Spark has two core phases — planning and execution. In the planning phase, spark creates a directed acyclical graph (DAG) which indicates how your specified transformations will be carried out. The planning phase is relatively expensive and can sometimes take several seconds, so you want to invoke it as infrequently as possible.

Let’s discuss a use case where you must iterate through many DataFrames, perform expensive transformations, then append them to a table.

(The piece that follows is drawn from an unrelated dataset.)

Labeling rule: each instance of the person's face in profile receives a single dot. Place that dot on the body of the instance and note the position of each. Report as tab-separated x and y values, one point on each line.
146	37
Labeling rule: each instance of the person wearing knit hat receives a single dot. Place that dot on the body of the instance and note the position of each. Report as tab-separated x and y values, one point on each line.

First, there is native support for nearly all iterative use cases, specifically pandas UDFs, window functions, and joins. But, if you truly do need a loop, here’s how you invoke a single planning phase and thereby get all transformations in a single DAG.

import functools
from pyspark.sql import DataFrame

paths = get_file_paths()

# BAD: For loop
for path in paths:
df = spark.read.load(path)
df = fancy_transformations(df)

# GOOD: functools.reduce
lazily_evaluated_reads = [spark.read.load(path) for path in paths]
lazily_evaluted_transforms = [fancy_transformations(df) for df in lazily_evaluated_reads]
unioned_df = functools.reduce(DataFrame.union, lazily_evaluted_transforms)

The first solution uses a for loop to iterate over paths, do fancy transformations, then append to our delta table of interest. In the second, we store a list of lazily evaluated DataFrames, apply transformations over them, then reduce them via a union, performing a single spark plan and write.

We can actually see the difference in architecture on the backend via the Spark UI…

spark partition data skew optimize optimization pyspark sql python UI partition
Figure 5: spark DAG for for loop vs. functools.reduce. Image by author.

In figure 5, the DAG on the left corresponding to the for loop will have 10 stages. However, the DAG on the right corresponding to functools.reduce will have a single stage and thereby can be processed more easily in parallel.

For a simple use case of reading 400 unique delta tables then appending to a delta table, this method was 6x faster than a for loop.

Get creative to create a single spark DAG.

This is not about hype.

Spark is a well-establish and thereby well-documented piece of software. LLMs, specifically GPT-4, are really good at distilling complex information into digestible and concise explanations. Since the release of GPT-4, I have not done a complex spark project where I didn’t heavily rely on GPT-4.

spark partition data skew optimize optimization pyspark sql python UI partition
Figure 6: example of GPT-4 output on impacting data partition size in spark. Image by author.

However, stating the (hopefully) obvious, be careful with LLMs. Anything you send to a closed source model can become training data for the parent organization — make sure you don’t send anything sensitive. Also, please validate that the output from GPT is legit.

When used properly, LLMs are game-changing for spark learning and development. It’s worth $20/month.